From Salon.com, 5/7/97
Gassed In The Gulf:
Did the CIA and the Pentagon cover it up?
By Jeff Stein
A veteran CIA analyst says Iraq did use chemical weapons during the Gulf War, and that the U.S. government knew it but did nothing to protect American GIs.
Last week, an official White House panel looking into the so-called "Gulf War Syndrome" harshly criticized the Pentagon for dragging its heels on the release of information. Patrick Eddington, a 34-year-old former CIA intelligence analyst, believes he knows why: The Pentagon and the CIA have evidence that American soldiers were contaminated by Iraqi chemical weapons during the Gulf War, but are suppressing it.
In "Gassed in the Gulf: The Pentagon-CIA Cover-up of Gulf War Syndrome" (Insignia Press), which is being published this week, Eddington lays out what he considers to be proof that Iraq employed a "chemical/biological cocktail" against U.S. troops. He blasts both the Clinton and Bush administrations and retired Gen. Colin Powell, who, he charges, knew that U.S. soldiers went into Desert Storm wearing defective gas masks and protective suits. Powell has strongly rejected the allegation.
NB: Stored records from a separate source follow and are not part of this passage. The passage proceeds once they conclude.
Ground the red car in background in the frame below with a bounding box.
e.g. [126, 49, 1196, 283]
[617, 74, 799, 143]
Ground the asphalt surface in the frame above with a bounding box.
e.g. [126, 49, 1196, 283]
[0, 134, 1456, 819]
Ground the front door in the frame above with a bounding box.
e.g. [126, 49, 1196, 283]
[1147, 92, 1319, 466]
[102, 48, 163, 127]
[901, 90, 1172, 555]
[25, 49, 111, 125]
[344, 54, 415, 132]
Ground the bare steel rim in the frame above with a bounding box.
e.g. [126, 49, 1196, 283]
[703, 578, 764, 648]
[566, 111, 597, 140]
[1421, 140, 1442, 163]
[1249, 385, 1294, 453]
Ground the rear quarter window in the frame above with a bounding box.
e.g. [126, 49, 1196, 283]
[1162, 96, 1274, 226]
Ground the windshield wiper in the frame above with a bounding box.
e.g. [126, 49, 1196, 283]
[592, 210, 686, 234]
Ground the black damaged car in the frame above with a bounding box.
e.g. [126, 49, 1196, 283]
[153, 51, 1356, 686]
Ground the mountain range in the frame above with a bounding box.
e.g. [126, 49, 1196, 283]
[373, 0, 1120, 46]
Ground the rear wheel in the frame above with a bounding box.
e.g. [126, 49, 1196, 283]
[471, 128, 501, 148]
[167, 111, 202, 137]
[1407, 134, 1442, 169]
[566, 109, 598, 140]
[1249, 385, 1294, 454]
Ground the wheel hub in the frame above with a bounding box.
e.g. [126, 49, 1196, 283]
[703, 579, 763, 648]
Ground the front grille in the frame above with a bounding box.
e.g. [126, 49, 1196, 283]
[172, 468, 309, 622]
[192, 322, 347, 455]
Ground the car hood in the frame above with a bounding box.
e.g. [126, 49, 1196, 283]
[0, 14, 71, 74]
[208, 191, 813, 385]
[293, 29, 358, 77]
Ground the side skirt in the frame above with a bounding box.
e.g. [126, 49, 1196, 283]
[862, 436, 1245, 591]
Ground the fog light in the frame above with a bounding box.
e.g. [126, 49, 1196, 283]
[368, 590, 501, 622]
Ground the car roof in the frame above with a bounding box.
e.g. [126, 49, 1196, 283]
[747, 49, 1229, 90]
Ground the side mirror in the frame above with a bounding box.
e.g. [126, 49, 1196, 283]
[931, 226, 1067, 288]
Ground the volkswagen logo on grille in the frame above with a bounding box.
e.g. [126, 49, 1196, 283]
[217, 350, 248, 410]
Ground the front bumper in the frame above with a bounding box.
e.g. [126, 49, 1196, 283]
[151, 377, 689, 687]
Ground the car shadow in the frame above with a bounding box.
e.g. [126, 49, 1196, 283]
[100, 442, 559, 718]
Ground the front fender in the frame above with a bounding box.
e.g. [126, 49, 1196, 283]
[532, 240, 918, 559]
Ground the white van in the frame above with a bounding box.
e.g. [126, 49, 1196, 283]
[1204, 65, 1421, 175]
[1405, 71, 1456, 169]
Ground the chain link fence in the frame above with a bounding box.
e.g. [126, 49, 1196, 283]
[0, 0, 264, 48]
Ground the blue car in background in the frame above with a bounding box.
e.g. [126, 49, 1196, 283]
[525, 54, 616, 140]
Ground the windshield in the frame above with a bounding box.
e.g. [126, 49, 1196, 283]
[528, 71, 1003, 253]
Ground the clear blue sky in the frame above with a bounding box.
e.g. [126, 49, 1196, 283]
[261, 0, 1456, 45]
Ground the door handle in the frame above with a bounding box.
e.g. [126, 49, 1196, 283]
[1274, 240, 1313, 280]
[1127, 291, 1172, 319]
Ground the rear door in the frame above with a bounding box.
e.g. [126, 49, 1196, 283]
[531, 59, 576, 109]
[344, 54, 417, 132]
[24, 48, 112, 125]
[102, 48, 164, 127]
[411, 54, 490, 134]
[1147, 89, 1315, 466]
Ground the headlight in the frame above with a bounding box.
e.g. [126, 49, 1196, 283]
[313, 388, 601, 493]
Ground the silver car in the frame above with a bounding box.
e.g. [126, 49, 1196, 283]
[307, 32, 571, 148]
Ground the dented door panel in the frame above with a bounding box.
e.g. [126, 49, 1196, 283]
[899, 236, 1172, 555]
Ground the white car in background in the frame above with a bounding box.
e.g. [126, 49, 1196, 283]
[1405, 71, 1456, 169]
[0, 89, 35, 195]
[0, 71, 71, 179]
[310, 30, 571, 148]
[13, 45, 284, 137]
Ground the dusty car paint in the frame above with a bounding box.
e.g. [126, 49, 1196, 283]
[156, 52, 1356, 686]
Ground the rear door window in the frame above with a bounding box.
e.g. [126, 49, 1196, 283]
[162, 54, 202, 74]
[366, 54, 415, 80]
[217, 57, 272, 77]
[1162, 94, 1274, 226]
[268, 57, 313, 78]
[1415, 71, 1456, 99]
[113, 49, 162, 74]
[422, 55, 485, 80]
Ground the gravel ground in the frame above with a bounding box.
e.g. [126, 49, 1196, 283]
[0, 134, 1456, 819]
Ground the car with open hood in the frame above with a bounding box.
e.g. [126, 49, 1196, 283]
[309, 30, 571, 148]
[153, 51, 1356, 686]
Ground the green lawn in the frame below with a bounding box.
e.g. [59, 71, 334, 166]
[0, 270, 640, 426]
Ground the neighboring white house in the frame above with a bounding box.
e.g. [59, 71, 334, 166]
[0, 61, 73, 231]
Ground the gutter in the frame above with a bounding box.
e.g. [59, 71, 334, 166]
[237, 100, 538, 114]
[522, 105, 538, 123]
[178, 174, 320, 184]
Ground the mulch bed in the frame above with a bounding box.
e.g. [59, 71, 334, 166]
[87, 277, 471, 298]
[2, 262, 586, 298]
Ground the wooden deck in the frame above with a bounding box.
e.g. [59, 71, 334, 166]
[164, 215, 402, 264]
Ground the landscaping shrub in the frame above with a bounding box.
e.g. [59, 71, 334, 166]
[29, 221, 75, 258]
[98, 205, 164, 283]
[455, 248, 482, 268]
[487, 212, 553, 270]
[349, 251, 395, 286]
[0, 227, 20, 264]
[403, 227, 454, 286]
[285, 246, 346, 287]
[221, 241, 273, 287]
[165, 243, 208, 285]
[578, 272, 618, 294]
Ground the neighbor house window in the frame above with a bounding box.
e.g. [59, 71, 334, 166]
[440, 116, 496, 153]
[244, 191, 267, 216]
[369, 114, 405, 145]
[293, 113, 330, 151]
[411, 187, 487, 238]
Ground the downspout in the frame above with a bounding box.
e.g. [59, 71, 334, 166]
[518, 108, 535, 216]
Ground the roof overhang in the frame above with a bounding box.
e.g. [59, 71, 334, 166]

Last October Eddington, who specialized in Soviet and Iraqi military forces, ended his nine-year CIA career after, he says, senior agency officials repeatedly suppressed the evidence he had gathered. Having completed his book, Eddington says he will be continue to press lawsuits against the U.S. government to compel the release of more information on Iraqi gas attacks.
Salon met with Eddington at "Charley's," a CIA hangout just down the road from the agency's front gate in Langley, Va., and asked him about his findings.
What does the Pentagon have that the White House panel looking into Gulf
War Syndrome might find useful?
Well, beside everything else, they don't know what they have. In the fall of
'92 I went over to the DIA (Defense Intelligence Agency) and found 66
four-drawer file cabinets full of captured documents -- which had never been
translated! Now I don't read Arabic, but I do read military, and I do recognize
military symbols. It was clear some of these documents were NBC
(nuclear/biological/chemical) related -- you can see the symbols. In addition,
when we occupied northern Iraq, the Kurds gave us something like 40 tons of
captured documents. I don't know where they're being held right now, maybe the
National Archives, but what's in that stuff? Maybe it'll have something to do
with chemical warfare, but we'll never know until we look at them.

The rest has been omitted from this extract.